I wrote a web-scraping program to retrieve information about individual rental listings from the online rental site Streeteasy.com. The web scraping code is available at the streetasy_scrape respository. Briefly, I navigated pages using Beautiful Soup, a standard Python package for processing HTML. The program was executed daily over a three-month period (11/02/2016 – 1/31/2017). For each scrape, the program retrieved every available rental listing (~27,000 listings per scrape). Key variables were collected for each listing including price, square feet, bed rooms, unit type (e.g., rental unit, condo, town house, etc), days on the market, amenities (e.g., bike room, doorman, washer/dryer in unit, etc), and distance to nearby subway lines and train stations. You can find more details and download the data set from the streeteasy_scrap repository.
The overall distribution of prices was positively skewed. I restricted my analyses to listings under $20,000 per month (99.27% of total data set) to reduce the influence of outliers (i.e., ultra-luxury apartments).

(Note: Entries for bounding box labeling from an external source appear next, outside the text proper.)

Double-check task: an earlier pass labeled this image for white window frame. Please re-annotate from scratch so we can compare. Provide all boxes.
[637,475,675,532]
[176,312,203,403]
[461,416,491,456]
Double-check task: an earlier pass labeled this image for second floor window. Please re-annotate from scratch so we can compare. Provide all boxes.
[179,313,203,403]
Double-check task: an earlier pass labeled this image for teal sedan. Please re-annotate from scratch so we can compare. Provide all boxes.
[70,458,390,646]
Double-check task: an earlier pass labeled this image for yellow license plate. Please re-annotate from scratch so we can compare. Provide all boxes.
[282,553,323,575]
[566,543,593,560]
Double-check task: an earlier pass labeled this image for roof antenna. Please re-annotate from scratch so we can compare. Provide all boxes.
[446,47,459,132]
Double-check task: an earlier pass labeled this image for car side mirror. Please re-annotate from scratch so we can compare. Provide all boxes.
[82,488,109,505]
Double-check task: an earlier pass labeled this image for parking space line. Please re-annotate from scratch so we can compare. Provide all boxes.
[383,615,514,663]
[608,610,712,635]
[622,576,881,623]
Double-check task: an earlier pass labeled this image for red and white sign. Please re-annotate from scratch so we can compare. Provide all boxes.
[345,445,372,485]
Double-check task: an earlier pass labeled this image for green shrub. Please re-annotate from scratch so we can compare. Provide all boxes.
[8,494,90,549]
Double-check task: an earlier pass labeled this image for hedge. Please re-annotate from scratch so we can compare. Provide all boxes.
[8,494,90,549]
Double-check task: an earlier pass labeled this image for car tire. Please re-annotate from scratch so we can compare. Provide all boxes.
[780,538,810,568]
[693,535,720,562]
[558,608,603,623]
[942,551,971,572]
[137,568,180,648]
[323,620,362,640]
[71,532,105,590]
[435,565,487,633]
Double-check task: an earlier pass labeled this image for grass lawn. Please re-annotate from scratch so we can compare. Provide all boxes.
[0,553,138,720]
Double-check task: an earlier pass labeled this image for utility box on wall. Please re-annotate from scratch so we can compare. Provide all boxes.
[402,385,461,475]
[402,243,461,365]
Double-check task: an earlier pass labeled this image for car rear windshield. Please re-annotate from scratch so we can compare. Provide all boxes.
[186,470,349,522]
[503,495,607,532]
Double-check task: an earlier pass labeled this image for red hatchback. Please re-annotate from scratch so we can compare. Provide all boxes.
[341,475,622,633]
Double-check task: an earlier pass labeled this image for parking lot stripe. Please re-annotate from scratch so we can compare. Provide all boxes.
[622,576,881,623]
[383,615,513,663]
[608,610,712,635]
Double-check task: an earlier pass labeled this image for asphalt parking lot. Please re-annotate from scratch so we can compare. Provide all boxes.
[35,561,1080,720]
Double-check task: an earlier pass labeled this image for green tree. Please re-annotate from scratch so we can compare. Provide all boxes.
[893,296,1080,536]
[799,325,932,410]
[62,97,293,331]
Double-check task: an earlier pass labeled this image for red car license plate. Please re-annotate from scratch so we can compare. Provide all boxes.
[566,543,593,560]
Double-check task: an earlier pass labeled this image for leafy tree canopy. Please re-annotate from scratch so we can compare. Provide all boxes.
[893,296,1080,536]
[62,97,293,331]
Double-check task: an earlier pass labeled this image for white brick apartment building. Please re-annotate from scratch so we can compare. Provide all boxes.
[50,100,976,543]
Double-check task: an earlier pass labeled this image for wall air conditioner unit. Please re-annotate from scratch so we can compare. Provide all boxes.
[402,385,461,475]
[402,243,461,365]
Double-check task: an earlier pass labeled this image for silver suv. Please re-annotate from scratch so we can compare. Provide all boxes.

Figure 2. The distribution of prices in the final data set.
For listings that included square footage, there was a strong interaction with location. The price per square foot was highest in Manhattan and lowest in Bronx. The relationship was reasonably linear except in the upper tail.
Figure 3. Mean price by square foot for each borough. Error bars are SE. Lines are fits with linear regression. Shading is 95% confidence interval.
The data also suggest a relationship between price and nearby transportation. Ignoring all other factors, the rental price increased steeply with the number of subway stops within 1.5 mi and there and there was a clear influence of distance on the overall rental price. This information may increase prediction accuracy.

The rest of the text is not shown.